Guest Author - Beverly Patchell
Listening is important at any age and in any circumstance. Being the parent of an adolescent is a true test of listening skills. Not only do you have to decipher their language, but you also have to reserve your judgment about what is important and how attention should be directed. I think that is the hardest part, trying not to impose your ideas about what is important and what is not important. Learning to listen with your heart as well as your ears will go a long way in helping to overcome those tendencies to judge.
Several years ago I was taught a heartfelt listening technique that I have used ever since. I have taught it to my children and my grandchild and remind them of it during stressful times. We have agreed that we should take our ten deep breaths using this technique and then discuss whatever issue is causing distress.
The first step is to agree to do it; then that decision is out of the way when things get tense or emotional. The next step is to take those deep breaths, to at least the count of 4, and then breathe out to the same count. Clear your mind of any thoughts and continue for several more breaths. Next focus on a positive memory and really remember it, how it felt with as many senses as you can. When you can feel the emotion of the memory, you have done it. For me, remembering a moment in nature really works to de-stress me and bring on that positive feeling. Continue to breath and hold the memory as long as possible. Once you have practiced this a few times, it should only take a minute or less to shift your physiology to this positive state. Even if you cannot get to positive, just the breathing will stop the flow of negative emotion and help you think better.
Now that you have prepared yourself, listen to what the other person has to say.
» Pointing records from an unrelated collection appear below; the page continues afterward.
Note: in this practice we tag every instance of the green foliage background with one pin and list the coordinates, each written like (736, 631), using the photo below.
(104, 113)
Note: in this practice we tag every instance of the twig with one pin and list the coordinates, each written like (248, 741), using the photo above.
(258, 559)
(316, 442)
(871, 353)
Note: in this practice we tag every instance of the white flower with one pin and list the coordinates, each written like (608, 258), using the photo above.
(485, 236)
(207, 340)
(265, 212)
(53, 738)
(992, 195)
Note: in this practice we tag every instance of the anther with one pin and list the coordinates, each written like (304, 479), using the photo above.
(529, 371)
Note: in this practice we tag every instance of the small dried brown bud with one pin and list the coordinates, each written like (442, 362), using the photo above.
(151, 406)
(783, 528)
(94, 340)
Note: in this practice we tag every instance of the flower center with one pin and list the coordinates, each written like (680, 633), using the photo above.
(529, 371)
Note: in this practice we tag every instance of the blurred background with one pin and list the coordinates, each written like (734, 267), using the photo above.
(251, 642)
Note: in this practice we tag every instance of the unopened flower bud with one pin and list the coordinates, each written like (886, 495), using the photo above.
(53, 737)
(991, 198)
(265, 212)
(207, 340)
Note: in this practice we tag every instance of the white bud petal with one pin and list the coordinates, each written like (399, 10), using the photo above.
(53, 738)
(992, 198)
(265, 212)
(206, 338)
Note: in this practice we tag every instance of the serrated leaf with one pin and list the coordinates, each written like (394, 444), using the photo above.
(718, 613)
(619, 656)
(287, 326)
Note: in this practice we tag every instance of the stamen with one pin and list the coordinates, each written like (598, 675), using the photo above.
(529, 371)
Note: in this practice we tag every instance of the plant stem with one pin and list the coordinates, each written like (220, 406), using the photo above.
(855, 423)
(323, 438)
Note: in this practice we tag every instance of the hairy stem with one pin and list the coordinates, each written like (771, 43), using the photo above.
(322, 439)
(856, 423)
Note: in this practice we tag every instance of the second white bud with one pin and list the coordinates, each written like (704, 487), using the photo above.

All the while they are talking, continue to breathe fully and appreciate them for what they are offering you by their words. Once they have finished, offer back to them what you heard, being sure to tell them to correct anything you have misunderstood. This simple process can open up communication, decrease the need for non-stop talkers to talk, and help you maintain an optimal state of physiology. Try this the next time someone asks you to listen to them or if you are emotional and want to create a listening and learning state within yourself to understand those emotions. Practice it until you are good at it, and then teach it to your adolescent when they are in a listening mode; someday they will appreciate the favor.